After coming back home, I worked without pay for 4 months, when my employer took pity and created a makeshift position for me.

For the next 6-8 months, I did not look for any other job but put all my cards on a single job which I was desperate to get as it was the only one that appealed to me.

I got the job and completely changed my area of research. This is again considered professional suicide as it will take at least a couple of years to get published.

Though I was doing quite well, nearly two years later, positions for my dream job -one that involved teaching – was open.

There was fierce pressure from my current employer to prevent me from taking the interview. My father was fighting cancer and I was confined to the hospital taking care of him. I prepared for the interview from there.
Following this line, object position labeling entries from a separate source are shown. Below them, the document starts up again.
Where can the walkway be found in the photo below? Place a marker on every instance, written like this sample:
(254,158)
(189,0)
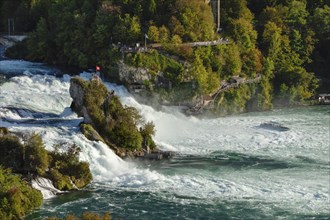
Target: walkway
(8,41)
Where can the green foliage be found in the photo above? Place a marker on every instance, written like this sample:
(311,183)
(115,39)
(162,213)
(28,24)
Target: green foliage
(117,124)
(63,168)
(292,35)
(36,159)
(12,151)
(17,197)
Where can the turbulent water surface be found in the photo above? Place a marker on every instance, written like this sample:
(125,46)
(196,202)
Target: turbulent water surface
(223,168)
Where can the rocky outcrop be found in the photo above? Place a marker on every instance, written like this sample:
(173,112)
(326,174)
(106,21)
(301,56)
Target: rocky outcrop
(46,187)
(107,120)
(77,92)
(130,74)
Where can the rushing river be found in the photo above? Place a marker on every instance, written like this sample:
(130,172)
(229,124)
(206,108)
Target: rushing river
(224,168)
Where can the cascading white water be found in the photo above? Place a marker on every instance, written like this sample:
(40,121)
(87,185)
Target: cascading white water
(189,137)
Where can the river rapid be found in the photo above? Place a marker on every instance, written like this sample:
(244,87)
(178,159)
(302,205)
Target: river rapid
(224,168)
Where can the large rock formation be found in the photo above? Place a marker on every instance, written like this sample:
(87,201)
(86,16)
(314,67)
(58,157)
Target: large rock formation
(77,92)
(107,120)
(131,75)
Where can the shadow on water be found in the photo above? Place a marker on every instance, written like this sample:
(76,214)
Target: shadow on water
(161,205)
(218,160)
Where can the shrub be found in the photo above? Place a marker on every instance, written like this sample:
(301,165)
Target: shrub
(17,197)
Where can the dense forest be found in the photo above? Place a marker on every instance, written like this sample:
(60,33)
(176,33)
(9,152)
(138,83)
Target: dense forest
(286,41)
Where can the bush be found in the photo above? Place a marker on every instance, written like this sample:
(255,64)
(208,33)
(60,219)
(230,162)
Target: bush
(17,197)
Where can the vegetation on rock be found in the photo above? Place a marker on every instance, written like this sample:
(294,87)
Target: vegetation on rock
(31,157)
(285,41)
(116,124)
(17,197)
Things got to such a point that there was the serious danger of losing both jobs – my current one and my dream job. My father urged me to take the chance. He said he believed in me and asked me to go for it.

The gamble paid off. I got the position but I went ahead and committed career suicide once again(!) by choosing to work in another entirely different research area.

While I did quite well on the teaching front, research was riddled with stumbling blocks. Thanks to some hard-working and spirited students, I was able to set up a decent laboratory.

After nearly a decade of doing this, I think I am all set to commit professional suicide once again! (Sorry can’t say more).

As mentioned above, some of the chances that I took was driven by my heart, and some by ridiculous self-belief that I could pull it off. Sometimes it worked and sometimes it did not. In hindsight, considering my current circumstances, I am glad that I took those chances. Well, at least some of them!

Point of this rant

If you had a chance to take up a job that you truly love, will you take a chance and make an all-out effort to grab it? Even if it meant risking a cushy salary and perhaps your career in a particular area? Will you quit your well-paying job to become an entrepreneur?

I would probably vote, yes, but we will have to accept the consequences without too much regret.

Wealth creation or financial security has two components to it: Income and investing.

Investing is independent of how we earn an income. There are those who have taken some big chances with investing. I dont have the stomach for that. Perhaps because I am always doing stupid things to my “career”.

Income is a different ball game. We could earn from a job we truly love (in which case we wont worry about how much we make) or we could earn from a job we truly hate (in which case, all we care about is how much we make).

Sometimes the time window in which we could shift from a job we hate, to a job we love could be quite tight and narrow

Sometimes we will have to take a chance in life to achieve lasting change and happiness. Sometimes we will have to roll the dice and see how it pans out.

The regret of never having taken a chance could be greater than the consequences of having taken one.